She credits her father, her daughter and her flight instructors -- one of whom she married -- for becoming perhaps the first woman to teach flying out of Executive Air, the private terminal at Yeager Airport.

Jackson received her certification Sept. 6 in Cincinnati after a two-hour oral exam and demonstrating her competence to fly a high-performance plane as well as a one-engine Cessna.

She started flying nearly 40 years ago, then stopped for about 25 years before returning to the air in 2009.

"I soloed in an airplane before I was legal to drive," she said.

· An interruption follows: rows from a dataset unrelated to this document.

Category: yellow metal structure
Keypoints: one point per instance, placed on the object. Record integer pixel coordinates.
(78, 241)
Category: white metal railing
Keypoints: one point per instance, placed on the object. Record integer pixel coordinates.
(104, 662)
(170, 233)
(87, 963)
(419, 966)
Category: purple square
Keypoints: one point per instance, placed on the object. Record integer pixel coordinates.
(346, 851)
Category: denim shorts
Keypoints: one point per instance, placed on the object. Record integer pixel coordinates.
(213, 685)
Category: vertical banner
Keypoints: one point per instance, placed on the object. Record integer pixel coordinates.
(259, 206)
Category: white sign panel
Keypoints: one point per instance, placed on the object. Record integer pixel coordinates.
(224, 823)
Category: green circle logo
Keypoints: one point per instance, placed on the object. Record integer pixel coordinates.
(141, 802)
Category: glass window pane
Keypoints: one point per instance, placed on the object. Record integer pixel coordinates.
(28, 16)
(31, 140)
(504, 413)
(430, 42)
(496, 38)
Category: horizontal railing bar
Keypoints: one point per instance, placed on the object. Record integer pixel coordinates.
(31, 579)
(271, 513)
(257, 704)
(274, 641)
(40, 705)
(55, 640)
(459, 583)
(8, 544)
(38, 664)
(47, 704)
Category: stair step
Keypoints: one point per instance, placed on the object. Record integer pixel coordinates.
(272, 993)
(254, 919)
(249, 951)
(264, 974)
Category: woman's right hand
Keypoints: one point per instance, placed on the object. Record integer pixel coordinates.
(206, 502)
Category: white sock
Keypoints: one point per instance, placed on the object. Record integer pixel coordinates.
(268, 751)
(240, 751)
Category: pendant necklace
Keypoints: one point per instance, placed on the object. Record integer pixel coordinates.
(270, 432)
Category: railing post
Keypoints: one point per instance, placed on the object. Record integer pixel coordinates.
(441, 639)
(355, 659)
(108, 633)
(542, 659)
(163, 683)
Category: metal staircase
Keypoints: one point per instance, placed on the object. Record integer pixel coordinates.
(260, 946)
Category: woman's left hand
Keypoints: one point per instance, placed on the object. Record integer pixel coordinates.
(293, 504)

Jackson grew up in Fayette County, the daughter of a coal miner who loved flying. He took her to the Beckley Mall once when a flight instructor had parked his planes there as a marketing event. She sat in one of them. "I was hooked. I had to learn how to fly."

She was still 14 when she took her first flying lesson from Frank Thomas. She thinks it cost $15 an hour. By law, she couldn't fly solo until she turned 16.

"I remember I was scared to death. I took off and came around and I could see the runway. Then I knew I could do it, I had done it many times. It was all thrill from there -- it's still a thrill to me," she recalled in a recent interview at Executive Air.

With her father's financial help, Jackson continued taking flying lessons at the Beckley airport after she graduated from Mount Hope High School. When she got her commercial license, she was told that she was only the second woman to do so in Fayette County. Her next step was to obtain a license to fly a multiengine plane.

And then she got married.

She and her late husband, William Gilland, a drywall finisher, had two children. Jackson said she was mostly a stay-at-home mother, working periodically as a telemarketer or cashier. They had enough money for her to renew her flying license one time.

"I probably flew three hours in 21 years," she said.

A few years ago, her daughter, Nancy Welch, started taking flying lessons at the Beckley Airport. Jackson went along to watch her grandchildren. "I had no desire to fly. I was more interested in my grandkids," said Jackson.